Disons, même, que nous entrons dans l’ère du choc de la civilisation occidentale, d’une part, et de la sauvagerie mahométane, d’autre part.

Non mais, sans déconner : matez-moi ces gros salauds de maquisards des monts d’Afghanistan, avec leurs denses barbes noires et leurs missiles yankees !

Allons-nous longtemps supporter qu’ils planquent des armes dans les caves de Villiers—le-Bel (Val d’Oise) ?

Bon, tu connais la suite : on a fait avec les muslims exactement comme on avait fait avec les cocos – on les a présentés comme les nouveaux nazis.
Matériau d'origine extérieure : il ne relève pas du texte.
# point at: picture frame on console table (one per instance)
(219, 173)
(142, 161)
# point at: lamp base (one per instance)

Trois effrontées collégiennes se mettent un foulard sur les veuches ?
On a hurlé que c’était « Munich ». Genre : ces trois-là vont lancer leurs divisions blindées à l’assaut des Ardennes – qu’est-ce qu’on fait ? Patiemment : on a confectionné un péril vert, tout comme on avait usiné auparavant un péril rouge [1]. On a même fait la synthèse – l’épouvantail suprême : l’islamogauchisme. On s’est pas foulés, notez : on a pompé à mort dans ce qui se vomissait naguère sur le « judéo-bolchevisme ».

On est parés, par conséquent. On répète jour après jour que nous avons un problème, Houston, avec la religion musulmane – et si d’aucuns s’offusquent ? On leur enfile, comme au bon vieux temps, un costard d’idiots utiles – de l’islamisme, cette fois-ci.

Tu n’aimes pas qu’on stigmatise les mahométans plus de vingt fois par jour ? Tu trouves que dix fois suffiraient ? Mais attends, ça ne te dérange pas, de faire le jeu d’Al-Qaida ?

Et le plus beau ? C’est que ça fonctionne. Pareil qu’à l’époque où on bouffait du rouge.

J’ouvre Le Parisien du jour : qu’est-ce je lis ? Je lis que « la religion musulmane » est « la moins compatible avec la vie en société » – d’après un merveilleux sondage.

Et ça, tu vois ? C’est ce qui s’appelle recueillir le fruit d’un patient travail de préparation de l’opinion.

Allez, je te laisse : on m’attend sur France 2 pour un débat sur l’identité nationale.

P.-S.

Ce texte est paru initalement sur le blog Vive le feu. Nous le reproduisons avec l’autorisation amicale de l’auteur.

Notes

[1] J’avoue que Ben Laden, sur ce coup-là, nous a bien aidés.